Introduction To Cisco Nexus Dashboard And Installation, Integrating With Radius, Configuring Intersight And Site Onboarding

By Now you are probably already familiar with Cisco Application Service Engine.  We had previously written some articles on them:

  1. Deploying MSO on Cisco Application Service Engine (OVA based SE) — updated 1/12/2021
  2. Deploying MSO on Cisco Application Service Engine ( AWS AMI Based SE)
  3. Deploying Cisco Application Service Engine (SE) for ACI – Fabric Internal Mode – 1.1.2i

You can think of Cisco Nexus Dashboard as the deluxe version of Cisco Application Service Engine.   There has been many improvements made on the CASE code and it has been rebranded to the new name of Cisco Nexus Dashboard.
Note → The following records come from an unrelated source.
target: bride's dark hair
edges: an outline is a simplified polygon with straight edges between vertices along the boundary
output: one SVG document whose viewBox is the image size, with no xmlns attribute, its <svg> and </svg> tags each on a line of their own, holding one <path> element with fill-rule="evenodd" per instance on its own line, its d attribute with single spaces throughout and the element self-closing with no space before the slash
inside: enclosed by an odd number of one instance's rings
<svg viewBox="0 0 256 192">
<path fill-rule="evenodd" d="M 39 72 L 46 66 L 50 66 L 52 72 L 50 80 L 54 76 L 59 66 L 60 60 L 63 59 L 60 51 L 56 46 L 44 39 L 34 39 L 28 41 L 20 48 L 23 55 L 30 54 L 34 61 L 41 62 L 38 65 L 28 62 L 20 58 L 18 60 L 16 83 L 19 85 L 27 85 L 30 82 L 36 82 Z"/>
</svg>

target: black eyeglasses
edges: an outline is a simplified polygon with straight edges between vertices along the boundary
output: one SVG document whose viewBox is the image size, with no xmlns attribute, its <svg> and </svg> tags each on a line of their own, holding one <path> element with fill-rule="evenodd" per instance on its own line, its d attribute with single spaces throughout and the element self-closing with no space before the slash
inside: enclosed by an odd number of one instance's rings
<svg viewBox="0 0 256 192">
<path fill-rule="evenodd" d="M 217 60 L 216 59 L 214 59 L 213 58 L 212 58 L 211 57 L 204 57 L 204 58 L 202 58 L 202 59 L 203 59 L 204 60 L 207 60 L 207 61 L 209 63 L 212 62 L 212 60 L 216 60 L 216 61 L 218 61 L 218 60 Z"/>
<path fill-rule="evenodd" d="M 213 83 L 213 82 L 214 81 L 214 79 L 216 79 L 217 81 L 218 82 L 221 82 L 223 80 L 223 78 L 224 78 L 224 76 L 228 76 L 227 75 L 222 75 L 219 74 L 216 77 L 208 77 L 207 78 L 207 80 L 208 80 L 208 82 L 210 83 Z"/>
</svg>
Nexus Dashboard is a high performance platform that can host cisco apps and 3rd part approved apps for all your Day2 Operations requirements.  To start off you can deploy ACI MSO, Network Insights and Network Assurance Engine giving you both orchestration, Assurance, telemetry/flow analysis and troubleshooting/corelation features from a single pane of glass. The Nexus Dashboard is more than just for ACI, but this blog being a ACI only blog, we will limit the scope to ACI and related discussions.

Figure 1

Nexus Dashboard ISO image can be downloaded from CCO in the same location where you would download the Application Service Engine Code from.  In fact the Application Service Engine 2.0 ISO image is the Nexus Dashboard Image.   Installation has been greatly simplified and automated (compared to the SE install).  Once Nexus Dashboard image is installed, you can simply point to the Cisco App Store and download and install MSO ( Multisite Orchestrator ), Network Insights (NI) image and NAE image.   The MSO image that works on Nexus Dashboard should be MSO release 3.2.x and above.  Also, note that  NIA (Network Insights Advisor) and  NIR (Network Insights Resources) have now been combined to a unified NI application.  The Network Assurance Engine (NAE) image for running on Nexus Dashboard is 5.1.x and above.

Note:  NAE will also get integrated with NI in a later release (NI 6.0)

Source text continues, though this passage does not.